I am not sure about 6.3/11g, however in 5.2 you could check that. Anyway, irrespective of versions, the best is to get a dump of all ACIs, and then go through each one, you might have individual ACIs or a single one considering how it had been setup.
At times, people also employ customized script to check the permission, if they need to perform this task as part of Audit requirement.
The problem I am facing is that there are several ldap instances which I can see when I access the DSCC admin console. And when I enter into any of the instances I can see the ACIs for that particular instances and I can find out what all access controls are present for that instance. But I want to check for root level ACIs which should be applicable on the directory managers that we create in parallel to cn=Directory Manager. I am pretty sure this directory managers are created in admin instance only.
Suppose I have one more admin user cn=admin1,cn=Administrator through which I access the DSCC admin console, Now what I want to check what access restrictions are applied to this admin user. For sure this user was created by login to DSCC console with cn=Directory Manager user.
Let me know if there is any way to access or check for root level ACIs.
Appreciate your help on this.
just for reference, the LDAP Directory root user, generally known as "cn=Directory Manager" is not subject to any ACI, just because he' the 'root' account of that Directory Server instance.
If you're talking about DSCC Administrators, then the subject is slightly different: these users are defined within the DSCC Administrative Instance (that's still an LDAP instance) that's generally running on port 3998.
You may want to explore the ACIs on that DS structure.

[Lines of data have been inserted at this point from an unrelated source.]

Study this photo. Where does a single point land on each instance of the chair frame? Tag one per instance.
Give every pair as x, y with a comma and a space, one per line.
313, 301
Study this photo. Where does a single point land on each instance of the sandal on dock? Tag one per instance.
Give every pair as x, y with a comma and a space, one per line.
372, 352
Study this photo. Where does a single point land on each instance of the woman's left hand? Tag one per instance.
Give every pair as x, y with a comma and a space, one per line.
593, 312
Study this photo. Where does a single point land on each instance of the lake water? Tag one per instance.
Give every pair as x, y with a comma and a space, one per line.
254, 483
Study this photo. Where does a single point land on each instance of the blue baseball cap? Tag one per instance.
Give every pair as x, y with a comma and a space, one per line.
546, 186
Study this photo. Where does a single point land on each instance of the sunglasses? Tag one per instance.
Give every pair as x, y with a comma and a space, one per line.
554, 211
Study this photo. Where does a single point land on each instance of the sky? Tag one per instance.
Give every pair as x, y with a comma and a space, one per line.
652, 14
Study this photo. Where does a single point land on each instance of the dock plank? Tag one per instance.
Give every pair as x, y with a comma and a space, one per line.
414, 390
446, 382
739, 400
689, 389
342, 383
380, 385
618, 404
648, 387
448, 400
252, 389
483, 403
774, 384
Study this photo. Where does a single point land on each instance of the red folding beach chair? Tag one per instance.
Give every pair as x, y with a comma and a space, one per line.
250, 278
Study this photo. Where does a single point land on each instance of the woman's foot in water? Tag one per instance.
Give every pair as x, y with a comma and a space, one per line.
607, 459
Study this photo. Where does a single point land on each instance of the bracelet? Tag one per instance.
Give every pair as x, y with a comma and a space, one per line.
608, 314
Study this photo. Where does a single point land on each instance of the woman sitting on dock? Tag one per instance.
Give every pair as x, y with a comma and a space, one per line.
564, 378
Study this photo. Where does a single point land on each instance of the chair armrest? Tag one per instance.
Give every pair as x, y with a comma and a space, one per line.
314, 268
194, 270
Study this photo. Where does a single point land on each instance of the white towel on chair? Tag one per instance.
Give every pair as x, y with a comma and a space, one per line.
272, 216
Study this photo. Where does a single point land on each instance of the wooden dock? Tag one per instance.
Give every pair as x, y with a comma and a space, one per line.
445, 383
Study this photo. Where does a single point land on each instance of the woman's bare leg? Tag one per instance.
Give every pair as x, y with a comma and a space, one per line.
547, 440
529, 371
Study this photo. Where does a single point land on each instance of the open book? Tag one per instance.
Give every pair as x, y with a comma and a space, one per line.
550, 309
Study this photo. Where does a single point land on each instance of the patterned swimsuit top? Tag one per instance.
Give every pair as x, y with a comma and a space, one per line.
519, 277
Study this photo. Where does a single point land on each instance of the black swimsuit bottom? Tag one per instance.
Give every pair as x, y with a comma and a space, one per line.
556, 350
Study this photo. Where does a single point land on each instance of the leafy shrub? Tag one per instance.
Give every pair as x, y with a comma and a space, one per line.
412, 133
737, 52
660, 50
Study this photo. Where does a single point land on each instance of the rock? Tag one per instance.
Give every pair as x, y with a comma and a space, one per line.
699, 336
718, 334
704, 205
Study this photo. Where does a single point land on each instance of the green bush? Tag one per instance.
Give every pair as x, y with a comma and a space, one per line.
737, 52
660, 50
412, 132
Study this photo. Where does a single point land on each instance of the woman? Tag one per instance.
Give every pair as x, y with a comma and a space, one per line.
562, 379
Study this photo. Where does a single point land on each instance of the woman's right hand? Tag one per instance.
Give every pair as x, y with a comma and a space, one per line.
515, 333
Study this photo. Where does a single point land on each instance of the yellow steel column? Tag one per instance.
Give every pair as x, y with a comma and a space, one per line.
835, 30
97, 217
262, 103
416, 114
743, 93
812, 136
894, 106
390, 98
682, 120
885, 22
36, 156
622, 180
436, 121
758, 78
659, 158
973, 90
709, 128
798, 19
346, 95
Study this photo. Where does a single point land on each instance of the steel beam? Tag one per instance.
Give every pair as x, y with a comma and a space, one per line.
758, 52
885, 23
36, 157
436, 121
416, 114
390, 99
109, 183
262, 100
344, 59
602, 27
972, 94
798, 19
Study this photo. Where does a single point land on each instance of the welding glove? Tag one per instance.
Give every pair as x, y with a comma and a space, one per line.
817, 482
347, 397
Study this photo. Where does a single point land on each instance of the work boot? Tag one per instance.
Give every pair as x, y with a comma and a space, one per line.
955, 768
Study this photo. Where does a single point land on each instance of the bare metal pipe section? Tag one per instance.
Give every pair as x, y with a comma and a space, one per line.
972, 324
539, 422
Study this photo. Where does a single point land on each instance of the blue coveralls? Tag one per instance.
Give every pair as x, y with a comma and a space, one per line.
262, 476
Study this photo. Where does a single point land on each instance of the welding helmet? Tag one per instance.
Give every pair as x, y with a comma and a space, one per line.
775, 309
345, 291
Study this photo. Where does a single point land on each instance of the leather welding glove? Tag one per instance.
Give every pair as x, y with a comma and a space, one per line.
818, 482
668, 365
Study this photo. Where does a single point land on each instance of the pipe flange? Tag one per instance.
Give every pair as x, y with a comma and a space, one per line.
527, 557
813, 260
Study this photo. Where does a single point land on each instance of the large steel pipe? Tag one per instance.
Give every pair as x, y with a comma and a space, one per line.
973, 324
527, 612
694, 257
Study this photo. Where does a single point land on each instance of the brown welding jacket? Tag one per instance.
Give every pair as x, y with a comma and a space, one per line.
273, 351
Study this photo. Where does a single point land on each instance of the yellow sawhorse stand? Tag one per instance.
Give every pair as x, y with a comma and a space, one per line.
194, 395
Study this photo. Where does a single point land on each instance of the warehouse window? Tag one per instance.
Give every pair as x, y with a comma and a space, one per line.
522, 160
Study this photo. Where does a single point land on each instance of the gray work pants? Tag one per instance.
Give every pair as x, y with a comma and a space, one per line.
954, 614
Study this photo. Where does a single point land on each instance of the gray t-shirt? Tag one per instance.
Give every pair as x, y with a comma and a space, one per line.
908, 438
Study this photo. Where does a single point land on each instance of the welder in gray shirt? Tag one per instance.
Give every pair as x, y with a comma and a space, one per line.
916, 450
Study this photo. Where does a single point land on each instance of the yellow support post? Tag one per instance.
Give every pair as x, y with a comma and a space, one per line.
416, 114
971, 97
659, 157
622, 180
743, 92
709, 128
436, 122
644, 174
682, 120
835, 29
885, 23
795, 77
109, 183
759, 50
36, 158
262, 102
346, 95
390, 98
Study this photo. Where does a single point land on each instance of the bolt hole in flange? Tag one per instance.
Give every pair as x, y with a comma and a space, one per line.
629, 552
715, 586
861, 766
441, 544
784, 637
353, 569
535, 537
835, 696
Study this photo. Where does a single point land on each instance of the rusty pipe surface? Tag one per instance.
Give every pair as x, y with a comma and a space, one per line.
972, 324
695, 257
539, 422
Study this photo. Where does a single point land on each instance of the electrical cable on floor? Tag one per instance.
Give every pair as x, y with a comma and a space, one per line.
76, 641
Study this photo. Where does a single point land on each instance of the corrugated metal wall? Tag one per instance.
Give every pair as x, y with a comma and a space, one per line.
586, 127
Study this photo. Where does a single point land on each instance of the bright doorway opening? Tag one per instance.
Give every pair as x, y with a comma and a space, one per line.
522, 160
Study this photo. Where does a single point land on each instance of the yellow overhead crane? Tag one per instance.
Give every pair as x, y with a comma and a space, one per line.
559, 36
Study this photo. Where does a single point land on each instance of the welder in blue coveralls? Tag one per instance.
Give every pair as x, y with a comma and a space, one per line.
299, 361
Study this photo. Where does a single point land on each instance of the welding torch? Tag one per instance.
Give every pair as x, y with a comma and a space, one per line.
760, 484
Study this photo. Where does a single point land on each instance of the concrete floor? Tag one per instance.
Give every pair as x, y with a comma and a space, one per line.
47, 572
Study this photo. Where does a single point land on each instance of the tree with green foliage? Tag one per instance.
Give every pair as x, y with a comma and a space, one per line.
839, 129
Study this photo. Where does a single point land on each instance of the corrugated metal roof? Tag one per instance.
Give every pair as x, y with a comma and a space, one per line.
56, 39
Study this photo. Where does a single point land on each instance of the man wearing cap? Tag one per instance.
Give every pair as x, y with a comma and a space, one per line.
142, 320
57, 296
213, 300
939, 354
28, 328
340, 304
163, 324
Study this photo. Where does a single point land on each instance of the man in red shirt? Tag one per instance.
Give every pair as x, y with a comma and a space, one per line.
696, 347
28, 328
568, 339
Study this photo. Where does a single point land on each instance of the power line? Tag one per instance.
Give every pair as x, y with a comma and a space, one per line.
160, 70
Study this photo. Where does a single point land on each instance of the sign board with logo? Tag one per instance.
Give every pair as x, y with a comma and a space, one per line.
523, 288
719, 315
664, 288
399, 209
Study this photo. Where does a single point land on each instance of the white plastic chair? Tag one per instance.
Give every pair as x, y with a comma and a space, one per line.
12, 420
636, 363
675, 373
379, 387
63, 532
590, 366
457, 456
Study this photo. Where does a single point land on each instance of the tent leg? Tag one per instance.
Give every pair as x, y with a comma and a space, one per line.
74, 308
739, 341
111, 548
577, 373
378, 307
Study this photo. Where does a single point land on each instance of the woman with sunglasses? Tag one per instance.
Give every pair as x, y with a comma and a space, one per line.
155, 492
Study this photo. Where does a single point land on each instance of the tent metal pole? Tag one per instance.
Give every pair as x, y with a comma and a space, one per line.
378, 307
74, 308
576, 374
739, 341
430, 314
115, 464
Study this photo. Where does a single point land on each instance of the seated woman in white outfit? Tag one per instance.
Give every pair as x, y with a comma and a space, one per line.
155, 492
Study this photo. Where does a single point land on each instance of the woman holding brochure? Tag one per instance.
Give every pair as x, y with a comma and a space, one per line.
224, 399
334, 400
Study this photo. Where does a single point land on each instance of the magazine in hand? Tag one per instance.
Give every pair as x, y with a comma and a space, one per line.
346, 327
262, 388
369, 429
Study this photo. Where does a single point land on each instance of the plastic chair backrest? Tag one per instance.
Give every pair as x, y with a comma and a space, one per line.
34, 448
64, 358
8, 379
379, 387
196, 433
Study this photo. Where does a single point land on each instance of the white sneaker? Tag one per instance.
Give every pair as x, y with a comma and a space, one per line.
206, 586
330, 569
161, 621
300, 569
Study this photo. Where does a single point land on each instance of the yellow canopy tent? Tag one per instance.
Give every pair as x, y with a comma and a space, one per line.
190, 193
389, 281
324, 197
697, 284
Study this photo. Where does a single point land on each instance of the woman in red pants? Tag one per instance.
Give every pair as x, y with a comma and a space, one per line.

As Marco mentioned, defaul DM does not have any ACIs ( i believe you're already aware of this), also as he mentioned if you're looking for "DSCC Administrators", then check within the admin instance "3998" or whatever port # you've setup.
Now, if the question is "how" to look for Root ACI, for that you can utilize any LDAP Browser, i use Softerra ( http://www.ldapbrowser.com ) , within which it displays all the ACIs based on each main suffix - root/sub-suffx etc. But default, ACI display is not enabled, then you've enabled it within attribute display setting.
If you don't have softerra, then you need to perform an LDAP Search for Root Suffix only ( base search ) , and get all the ACIs.
Besides softerra, which is definitely a good (but licensed) tool, you would also consider some more 'free' LDAP browsers:
1) Apache Directory Studio [ http://directory.apache.org/studio ]
2) JXplorer [ http://jxplorer.org ]
3) The 'good old' java based LDAP Browser Explorer [ http://www.novell.com/communities/node/8652/gawors-excellent-ldap-browsereditor-v282 ]
4) The 'good old' command line tool, that will always work: ldapsearch
ldapsearch -b "cn=dscc" -D "cn=Directory Manager" -w <PASSWORD> -p 3998 cn=dscc aci
Note that you have to explicitly query the 'aci' attribute to get the list of ACIs defined
FYI - I had the same impression that Softerra is "only" available in licensed version, however there is a "read" only free version available for download - http://www.ldapbrowser.com/info_softerra-ldap-browser.htm
I agree with your suggestion on using command line.